A nourishing, often eloquent book by nature writer Middleton (The
Earth Is Enough, 1989), which brings to bubbling life the wonderful
characters and streams he encounters in the majestic Great Smoky
Mountains of North Carolina. Along the way he does a little
fishing. "Angling is simply the best excuse. . .for investing as
much time as possible in the mountains," writes Middleton. The
actual fishing lore here is minimal; the emphasis is on the odd
assortment of people, the natural and local history, and the
ecology and imperiled beauty of the region. Once, along the banks
of the Oconaluftee River, deliriously ill from food poisoning,
Middleton was rescued by Exie Sopwith, a mountain woman who claimed
to cure a "cough by eating little bits of spiderwebbing rolled into
tiny balls." Though he cherishes solitude in the blue,
cathedral-like Smokies, he also shares water with a fly-fishing
fanatic, a Wall Street executive who attends A.A. meetings because
he enjoys making contact with "other troubled human beings." Then
there's Ambrose Noel, who wanders Hazel Creek with a prayer wheel,
chanting an old Doors song; a young Cherokee who tells him, "You
get education, jobs, housing. . . and we get our own trout water.
Fair's fair"; Arby Mulligan, a self-styled John the Baptist who, as
a practicing phrenologist, carries calipers and a rule, and heads
the Owl Creek Gap Church of Universal Harmony. The descriptions of
forest and rivers and the national park system in the
800-square-mile region include all the numbers - 50 species of
mammals, 200 resident species of birds, 70 Species of fish, "more
species of trees than in all Europe" - but are also touched with a
resonance that brings to the writing something approaching poetry.
A book to savor and to linger over. (Kirkus Reviews)

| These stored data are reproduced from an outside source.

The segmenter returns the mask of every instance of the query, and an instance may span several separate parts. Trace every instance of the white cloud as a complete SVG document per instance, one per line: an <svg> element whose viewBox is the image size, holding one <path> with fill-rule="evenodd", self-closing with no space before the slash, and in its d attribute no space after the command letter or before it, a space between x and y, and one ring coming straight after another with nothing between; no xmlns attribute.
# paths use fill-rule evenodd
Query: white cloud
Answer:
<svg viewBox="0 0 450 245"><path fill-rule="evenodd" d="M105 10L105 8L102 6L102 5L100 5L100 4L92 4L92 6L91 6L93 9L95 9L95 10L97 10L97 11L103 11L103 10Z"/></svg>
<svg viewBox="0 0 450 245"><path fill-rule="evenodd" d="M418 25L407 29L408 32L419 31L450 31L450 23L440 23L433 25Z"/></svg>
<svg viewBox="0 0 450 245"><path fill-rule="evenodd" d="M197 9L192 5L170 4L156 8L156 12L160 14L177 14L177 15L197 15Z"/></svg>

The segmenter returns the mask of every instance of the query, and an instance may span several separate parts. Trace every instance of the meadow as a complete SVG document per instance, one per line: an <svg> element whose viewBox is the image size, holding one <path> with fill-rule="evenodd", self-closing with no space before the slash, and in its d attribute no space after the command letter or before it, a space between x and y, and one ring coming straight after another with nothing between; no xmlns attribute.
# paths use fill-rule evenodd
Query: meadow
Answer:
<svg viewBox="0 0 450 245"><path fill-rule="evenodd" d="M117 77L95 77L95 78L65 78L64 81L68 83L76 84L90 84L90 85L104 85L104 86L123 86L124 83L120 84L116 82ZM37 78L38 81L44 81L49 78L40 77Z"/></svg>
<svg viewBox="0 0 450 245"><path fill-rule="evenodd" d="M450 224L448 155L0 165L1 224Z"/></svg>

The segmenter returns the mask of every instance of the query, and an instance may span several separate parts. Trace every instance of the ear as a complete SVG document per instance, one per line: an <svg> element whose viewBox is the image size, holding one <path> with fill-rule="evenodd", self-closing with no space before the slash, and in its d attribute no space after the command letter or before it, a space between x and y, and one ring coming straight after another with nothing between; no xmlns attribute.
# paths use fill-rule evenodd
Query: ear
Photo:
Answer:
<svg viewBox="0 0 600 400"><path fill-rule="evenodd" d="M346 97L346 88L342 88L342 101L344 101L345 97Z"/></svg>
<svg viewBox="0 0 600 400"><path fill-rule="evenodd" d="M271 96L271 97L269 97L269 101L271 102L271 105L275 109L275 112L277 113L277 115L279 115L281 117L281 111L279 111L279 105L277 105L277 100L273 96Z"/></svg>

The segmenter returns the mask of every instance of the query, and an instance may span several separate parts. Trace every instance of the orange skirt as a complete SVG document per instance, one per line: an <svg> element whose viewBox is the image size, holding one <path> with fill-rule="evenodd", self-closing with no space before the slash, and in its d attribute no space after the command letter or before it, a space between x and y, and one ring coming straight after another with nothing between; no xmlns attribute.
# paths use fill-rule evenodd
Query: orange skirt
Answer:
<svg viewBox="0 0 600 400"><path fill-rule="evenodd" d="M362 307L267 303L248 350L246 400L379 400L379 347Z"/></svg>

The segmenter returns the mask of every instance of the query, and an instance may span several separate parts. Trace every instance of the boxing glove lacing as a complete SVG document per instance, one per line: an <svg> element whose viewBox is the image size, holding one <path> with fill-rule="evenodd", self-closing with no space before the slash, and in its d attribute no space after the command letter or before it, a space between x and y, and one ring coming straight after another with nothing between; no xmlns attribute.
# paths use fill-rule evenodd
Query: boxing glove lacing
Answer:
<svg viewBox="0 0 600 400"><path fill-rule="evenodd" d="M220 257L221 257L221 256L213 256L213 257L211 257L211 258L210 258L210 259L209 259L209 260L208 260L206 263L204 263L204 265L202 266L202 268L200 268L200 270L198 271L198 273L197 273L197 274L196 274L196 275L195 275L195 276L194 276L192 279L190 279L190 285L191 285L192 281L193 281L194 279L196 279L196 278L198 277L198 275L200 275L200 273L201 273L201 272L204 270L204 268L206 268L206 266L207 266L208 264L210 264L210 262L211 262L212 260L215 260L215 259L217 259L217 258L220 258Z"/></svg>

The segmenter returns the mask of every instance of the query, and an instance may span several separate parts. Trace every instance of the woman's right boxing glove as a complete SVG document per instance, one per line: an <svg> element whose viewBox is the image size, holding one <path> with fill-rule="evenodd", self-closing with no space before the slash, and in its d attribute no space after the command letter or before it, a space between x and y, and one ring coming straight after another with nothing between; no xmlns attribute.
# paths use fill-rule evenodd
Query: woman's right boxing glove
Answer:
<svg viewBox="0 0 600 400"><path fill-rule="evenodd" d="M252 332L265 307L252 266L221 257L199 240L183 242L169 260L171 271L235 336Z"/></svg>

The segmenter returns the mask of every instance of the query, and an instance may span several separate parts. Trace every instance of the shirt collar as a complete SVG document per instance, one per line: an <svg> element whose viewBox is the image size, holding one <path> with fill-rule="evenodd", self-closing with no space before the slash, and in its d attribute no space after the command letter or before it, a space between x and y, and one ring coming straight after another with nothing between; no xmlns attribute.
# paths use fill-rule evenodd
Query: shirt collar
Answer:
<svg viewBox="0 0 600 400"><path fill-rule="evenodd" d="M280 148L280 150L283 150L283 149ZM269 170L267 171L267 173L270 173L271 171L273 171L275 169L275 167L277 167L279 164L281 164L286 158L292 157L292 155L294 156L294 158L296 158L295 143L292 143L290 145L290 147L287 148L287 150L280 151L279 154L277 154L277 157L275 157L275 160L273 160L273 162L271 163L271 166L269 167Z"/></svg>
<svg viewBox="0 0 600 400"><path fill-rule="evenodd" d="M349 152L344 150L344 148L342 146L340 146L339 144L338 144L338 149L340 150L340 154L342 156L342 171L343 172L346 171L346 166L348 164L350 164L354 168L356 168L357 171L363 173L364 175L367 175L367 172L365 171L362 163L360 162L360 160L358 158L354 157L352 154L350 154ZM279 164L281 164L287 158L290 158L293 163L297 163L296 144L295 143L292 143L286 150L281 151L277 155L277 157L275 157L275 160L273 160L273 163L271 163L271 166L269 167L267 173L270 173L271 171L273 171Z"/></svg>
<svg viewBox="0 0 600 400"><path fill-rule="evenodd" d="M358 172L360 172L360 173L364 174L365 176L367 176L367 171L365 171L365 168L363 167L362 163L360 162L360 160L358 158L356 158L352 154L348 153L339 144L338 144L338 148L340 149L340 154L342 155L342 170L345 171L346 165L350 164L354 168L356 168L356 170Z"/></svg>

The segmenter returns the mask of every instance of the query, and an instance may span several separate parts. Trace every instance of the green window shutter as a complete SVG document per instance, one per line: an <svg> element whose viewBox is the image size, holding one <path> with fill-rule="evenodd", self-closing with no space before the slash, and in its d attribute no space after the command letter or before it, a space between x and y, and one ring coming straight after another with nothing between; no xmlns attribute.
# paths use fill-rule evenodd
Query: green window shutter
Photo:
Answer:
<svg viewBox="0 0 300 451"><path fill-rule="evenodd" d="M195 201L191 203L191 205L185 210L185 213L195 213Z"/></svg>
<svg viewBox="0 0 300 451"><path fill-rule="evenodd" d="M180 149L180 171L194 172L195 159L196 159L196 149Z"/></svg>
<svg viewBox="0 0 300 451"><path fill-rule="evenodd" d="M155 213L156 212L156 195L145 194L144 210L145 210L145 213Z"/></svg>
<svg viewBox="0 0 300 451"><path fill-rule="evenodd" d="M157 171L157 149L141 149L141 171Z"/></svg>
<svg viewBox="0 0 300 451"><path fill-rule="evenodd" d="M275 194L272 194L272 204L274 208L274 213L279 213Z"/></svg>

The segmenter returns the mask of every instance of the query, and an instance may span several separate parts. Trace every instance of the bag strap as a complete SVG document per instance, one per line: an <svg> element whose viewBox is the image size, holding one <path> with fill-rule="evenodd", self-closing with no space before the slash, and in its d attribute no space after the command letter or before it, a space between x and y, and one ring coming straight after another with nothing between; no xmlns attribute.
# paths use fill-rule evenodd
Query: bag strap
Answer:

The entrancing new work by Harry Middleton, the author of the
popular The Earth Is Enough. This is a fisherman's appreciation of
the wonderfully wild Great Smoky Mountains which straddle the
Tennessee-North Carolina border, and includes lyrical accounts of
eccentric people, evanescent landscapes and unexpected climates
among the permanence of the mountains.